One of the most dangerous and often ill-considered actions in Classical Music is proclaiming a performance or recording definitive. Mercedes Capsir’s and Lina Pagliughi’s Lucias were considered definitive by some listeners until Maria Callas’s was heard, and fisticuffs like those to which Eighteenth-Century divas Faustina Bordoni and Francesca Cuzzoni reputedly resorted in battling for dominance are hardly an unimaginable outcome of a discussion of whether Kirsten Flagstad, Martha Mödl, Astrid Varnay, Birgit Nilsson, or some other contender was the greatest Brünnhilde or Isolde.
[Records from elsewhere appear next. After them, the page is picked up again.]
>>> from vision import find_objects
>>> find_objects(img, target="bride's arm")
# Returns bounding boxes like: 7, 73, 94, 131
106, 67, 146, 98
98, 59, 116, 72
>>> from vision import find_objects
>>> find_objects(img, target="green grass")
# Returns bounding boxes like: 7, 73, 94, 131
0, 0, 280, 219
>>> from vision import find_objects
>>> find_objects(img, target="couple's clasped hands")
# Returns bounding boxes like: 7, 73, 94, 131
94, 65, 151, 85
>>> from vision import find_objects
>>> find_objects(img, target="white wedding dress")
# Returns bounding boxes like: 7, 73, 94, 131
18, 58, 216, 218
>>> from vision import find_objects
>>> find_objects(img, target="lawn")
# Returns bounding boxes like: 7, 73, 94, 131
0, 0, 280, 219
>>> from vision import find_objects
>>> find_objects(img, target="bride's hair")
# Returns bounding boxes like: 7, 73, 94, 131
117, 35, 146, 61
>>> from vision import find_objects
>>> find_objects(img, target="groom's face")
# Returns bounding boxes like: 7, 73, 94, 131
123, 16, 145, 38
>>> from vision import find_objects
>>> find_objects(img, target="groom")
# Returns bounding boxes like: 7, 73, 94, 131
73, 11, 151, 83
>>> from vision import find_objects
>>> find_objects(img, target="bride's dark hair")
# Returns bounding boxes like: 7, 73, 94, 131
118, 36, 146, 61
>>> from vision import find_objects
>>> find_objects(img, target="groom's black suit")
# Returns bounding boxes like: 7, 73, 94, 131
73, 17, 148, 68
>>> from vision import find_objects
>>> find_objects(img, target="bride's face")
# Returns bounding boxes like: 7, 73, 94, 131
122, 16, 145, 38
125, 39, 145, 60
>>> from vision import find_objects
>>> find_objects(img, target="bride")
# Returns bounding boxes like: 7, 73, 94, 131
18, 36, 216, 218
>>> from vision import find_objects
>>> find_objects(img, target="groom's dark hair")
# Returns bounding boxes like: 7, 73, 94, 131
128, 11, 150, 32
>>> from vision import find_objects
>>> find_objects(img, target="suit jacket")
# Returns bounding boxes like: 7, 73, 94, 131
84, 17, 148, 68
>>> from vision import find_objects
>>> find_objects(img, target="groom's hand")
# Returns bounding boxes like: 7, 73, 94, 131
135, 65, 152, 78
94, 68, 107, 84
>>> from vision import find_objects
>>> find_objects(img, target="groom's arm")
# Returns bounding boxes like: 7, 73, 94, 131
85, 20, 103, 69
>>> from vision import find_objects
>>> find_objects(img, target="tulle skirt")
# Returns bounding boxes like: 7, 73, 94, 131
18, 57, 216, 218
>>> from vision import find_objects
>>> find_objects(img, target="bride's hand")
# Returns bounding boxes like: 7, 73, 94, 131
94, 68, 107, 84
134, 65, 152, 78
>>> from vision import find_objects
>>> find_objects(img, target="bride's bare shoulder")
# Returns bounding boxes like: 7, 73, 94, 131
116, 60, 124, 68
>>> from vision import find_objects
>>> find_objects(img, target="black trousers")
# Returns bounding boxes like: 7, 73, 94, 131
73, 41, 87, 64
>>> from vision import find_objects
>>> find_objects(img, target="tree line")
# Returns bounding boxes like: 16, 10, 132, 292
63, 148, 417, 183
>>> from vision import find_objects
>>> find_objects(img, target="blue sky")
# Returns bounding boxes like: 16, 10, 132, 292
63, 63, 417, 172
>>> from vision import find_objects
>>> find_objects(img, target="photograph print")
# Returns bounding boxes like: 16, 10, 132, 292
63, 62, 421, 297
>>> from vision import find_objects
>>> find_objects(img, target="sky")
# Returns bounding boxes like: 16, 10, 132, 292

Virtually all recordings have advocates who assert their supremacy, and this is one of foremost joys of music: what one listener hears as mediocrity, another hears as magnificence. In truth, Pagliughi’s, Capsir’s, and Callas’s Lucias are all valuable, and the listener who dismisses Flagstad’s Isolde in deference to Mödl’s portrayal does Wagner a grave disservice. Nevertheless, there are recordings that define or redefine listeners’ perceptions of individual works, composers, repertory, or performers. Pražský filharmonický sbor’s recording of Bohuslav Martinů’s four late cantatas invites the listener into the intricacies of this oracular music, encouraging surrender to the hypnotic interplay between music and text rather than doggedly advocating specific interpretations. In the context of this release, then, perhaps definitive is not the proper adjective. Unlike so many new recordings, fine though some of them are, this disc was necessary.